Milano, 22 marzo 2020 - Il Real Madrid piange la scomparsa del suo ex presidente Lorenzo Sanz, sconfitto dal Coronavirus. L'imprenditore 76enne era ricoverato ormai da giorni in terapia intensiva presso l'ospedale Fundación Jiménez Díaz di Madrid. La notizia del suo decesso è arrivata ieri sera e ha toccato particolarmente il mondo "blanco". Sanz è stato numero uno del Real dal 1995 (quando ereditò il controllo del club da Ramón Mendoza) al 2000: un'esperienza condivisa in parte anche con Fabio Capello, che ha allenato gli spagnoli nella stagione 1996/97, aggiudicandosi la Liga. I successi più prestigiosi di Sanz restano comunque le due Champions League vinte. 

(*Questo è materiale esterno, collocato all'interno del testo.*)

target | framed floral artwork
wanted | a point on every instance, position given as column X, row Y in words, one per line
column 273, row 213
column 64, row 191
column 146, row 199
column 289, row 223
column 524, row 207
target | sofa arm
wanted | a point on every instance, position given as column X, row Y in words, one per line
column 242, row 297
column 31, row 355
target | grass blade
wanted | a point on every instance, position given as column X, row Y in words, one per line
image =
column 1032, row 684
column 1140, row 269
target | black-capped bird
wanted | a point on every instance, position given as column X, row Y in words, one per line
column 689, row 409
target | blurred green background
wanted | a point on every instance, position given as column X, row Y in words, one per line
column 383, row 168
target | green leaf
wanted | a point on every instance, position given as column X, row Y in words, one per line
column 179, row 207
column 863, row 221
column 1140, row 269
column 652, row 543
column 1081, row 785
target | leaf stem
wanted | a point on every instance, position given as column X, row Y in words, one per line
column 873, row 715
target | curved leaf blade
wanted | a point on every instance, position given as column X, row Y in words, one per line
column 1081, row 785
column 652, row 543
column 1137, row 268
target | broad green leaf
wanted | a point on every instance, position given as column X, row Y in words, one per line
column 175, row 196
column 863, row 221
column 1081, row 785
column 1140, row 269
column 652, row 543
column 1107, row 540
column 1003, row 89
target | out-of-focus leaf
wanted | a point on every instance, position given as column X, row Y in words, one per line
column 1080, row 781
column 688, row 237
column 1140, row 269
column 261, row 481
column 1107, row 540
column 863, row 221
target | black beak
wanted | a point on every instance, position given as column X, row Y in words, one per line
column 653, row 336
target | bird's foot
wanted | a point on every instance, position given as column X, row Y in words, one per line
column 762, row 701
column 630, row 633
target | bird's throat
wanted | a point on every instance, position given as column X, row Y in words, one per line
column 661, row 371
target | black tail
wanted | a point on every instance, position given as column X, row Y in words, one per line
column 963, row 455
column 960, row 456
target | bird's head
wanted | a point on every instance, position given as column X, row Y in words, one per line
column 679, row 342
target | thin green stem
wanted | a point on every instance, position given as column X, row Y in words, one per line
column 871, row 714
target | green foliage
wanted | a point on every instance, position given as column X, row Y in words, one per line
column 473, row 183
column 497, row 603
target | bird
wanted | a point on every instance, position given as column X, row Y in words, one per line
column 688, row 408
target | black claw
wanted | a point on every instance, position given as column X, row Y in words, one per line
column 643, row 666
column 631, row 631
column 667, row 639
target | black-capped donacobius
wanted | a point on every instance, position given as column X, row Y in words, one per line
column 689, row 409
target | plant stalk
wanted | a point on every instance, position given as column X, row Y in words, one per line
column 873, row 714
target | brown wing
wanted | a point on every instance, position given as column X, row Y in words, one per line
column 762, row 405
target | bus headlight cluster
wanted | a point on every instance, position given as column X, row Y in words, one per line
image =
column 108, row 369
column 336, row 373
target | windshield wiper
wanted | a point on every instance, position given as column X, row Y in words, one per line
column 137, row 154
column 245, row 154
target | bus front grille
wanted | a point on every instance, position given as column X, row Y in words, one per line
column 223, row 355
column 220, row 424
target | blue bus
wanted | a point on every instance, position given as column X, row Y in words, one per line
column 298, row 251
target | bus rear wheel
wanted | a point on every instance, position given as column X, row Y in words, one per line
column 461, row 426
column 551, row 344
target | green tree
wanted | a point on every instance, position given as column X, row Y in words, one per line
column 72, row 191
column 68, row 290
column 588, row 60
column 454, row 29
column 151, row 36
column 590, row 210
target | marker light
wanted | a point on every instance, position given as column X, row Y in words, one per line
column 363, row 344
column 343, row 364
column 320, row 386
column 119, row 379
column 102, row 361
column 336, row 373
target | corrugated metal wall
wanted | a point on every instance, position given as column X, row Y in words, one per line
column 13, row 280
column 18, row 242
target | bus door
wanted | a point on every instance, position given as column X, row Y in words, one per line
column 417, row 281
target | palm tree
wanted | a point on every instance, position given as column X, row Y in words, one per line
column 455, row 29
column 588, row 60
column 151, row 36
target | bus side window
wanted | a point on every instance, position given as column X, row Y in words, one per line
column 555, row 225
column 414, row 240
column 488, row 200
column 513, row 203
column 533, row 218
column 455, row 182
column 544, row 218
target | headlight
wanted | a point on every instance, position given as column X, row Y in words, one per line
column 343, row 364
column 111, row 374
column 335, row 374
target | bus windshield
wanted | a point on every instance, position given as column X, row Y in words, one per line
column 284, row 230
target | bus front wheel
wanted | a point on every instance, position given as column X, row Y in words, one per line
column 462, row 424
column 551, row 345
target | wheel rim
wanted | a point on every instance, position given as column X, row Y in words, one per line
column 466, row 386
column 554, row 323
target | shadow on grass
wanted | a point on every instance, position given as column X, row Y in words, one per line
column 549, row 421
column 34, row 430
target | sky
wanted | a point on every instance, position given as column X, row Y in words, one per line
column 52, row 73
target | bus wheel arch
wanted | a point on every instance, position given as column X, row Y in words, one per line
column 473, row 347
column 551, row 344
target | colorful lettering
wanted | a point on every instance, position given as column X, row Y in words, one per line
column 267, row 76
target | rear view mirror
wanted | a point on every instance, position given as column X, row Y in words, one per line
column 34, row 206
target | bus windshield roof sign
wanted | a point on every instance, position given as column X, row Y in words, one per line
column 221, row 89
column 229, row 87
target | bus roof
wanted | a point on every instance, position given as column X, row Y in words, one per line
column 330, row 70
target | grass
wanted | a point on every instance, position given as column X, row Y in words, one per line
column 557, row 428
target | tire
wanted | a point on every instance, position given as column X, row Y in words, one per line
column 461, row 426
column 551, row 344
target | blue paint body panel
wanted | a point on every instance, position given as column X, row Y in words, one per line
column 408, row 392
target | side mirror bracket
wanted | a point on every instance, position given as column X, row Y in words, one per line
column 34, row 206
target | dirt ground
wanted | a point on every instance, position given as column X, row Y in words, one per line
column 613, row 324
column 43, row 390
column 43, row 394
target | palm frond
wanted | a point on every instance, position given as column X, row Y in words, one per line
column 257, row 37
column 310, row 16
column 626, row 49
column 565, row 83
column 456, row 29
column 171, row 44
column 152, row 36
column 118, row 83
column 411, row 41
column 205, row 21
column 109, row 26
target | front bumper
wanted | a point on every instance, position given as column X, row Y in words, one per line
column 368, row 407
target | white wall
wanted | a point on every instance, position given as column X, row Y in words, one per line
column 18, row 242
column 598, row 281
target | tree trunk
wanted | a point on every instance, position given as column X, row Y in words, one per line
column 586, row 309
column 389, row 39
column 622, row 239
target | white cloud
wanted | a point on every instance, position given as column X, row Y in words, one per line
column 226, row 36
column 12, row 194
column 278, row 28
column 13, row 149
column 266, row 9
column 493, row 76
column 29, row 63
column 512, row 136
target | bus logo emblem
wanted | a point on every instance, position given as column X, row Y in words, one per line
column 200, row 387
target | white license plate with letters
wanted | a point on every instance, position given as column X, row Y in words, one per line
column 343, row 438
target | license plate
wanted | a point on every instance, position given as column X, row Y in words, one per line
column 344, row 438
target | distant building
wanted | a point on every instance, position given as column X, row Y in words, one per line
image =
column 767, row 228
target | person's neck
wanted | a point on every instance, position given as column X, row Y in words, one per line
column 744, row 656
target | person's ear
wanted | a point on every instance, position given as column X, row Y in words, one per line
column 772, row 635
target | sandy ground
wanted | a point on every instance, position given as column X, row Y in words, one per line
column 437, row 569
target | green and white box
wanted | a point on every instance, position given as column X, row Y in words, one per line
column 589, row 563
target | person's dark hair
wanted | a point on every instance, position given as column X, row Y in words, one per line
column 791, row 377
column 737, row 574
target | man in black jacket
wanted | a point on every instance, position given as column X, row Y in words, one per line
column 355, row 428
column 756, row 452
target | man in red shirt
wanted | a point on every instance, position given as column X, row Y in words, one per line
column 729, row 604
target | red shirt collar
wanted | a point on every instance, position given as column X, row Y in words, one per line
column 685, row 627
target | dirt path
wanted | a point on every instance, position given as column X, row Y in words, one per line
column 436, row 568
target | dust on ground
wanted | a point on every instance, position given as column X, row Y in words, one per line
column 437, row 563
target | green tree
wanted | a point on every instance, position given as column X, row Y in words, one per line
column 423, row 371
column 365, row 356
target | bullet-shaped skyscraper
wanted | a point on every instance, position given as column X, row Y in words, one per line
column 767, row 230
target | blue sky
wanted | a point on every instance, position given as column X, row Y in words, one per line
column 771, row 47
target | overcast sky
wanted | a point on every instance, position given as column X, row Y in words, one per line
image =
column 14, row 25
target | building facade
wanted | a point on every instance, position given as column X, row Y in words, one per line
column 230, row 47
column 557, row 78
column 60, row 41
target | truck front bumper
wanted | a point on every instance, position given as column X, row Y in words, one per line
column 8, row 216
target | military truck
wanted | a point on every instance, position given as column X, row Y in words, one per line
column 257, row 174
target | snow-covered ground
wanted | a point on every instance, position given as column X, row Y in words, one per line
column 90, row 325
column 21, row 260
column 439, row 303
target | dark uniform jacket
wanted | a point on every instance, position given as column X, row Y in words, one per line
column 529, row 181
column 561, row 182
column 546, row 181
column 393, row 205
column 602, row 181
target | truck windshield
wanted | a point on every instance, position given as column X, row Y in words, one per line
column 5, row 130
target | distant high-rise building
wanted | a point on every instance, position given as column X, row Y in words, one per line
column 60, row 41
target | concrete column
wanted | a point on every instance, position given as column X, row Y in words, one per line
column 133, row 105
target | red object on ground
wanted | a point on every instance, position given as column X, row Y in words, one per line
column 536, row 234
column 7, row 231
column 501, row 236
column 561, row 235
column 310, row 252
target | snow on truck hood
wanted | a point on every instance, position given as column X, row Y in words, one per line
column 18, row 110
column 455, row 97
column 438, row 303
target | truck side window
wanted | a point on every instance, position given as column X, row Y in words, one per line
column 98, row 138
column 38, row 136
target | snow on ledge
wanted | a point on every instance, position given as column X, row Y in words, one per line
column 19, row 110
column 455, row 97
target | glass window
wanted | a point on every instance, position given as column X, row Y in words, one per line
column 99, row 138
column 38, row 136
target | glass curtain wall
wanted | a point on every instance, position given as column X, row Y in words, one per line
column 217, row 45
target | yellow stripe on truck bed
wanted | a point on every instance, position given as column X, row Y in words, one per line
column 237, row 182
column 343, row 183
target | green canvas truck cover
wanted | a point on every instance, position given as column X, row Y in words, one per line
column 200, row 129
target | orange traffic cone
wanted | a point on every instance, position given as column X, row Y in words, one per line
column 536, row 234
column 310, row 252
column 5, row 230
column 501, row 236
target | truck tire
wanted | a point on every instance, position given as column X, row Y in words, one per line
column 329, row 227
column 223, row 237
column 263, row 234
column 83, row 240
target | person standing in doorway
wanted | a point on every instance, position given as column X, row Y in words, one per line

Specie quella del 1998, la settima della storia del Madrid. Un traguardo inseguito per 32 lunghi anni e ottenuto con alla guida della squadra Jupp Heynckes. A farne le spesa la Juventus, battuta nella finale di Amsterdam per 1-0, grazie al gol di Predrag Mijatovic. L'altra affermazione in Champions, preceduta dal trionfo in Coppa Intercontinentale, risale al 2000, quando sulla panchina dei Galacticos sedeva Vicente del Bosque: un netto 3-0 rifilato al Valencia. Il modo migliore per Sanz, che nella sua carriera da numero uno del Real si è pure portato a casa una Supercoppa spagnola, di lasciare la presidenza, passata nelle mani di Florentino Perez, vittorioso alle elezioni.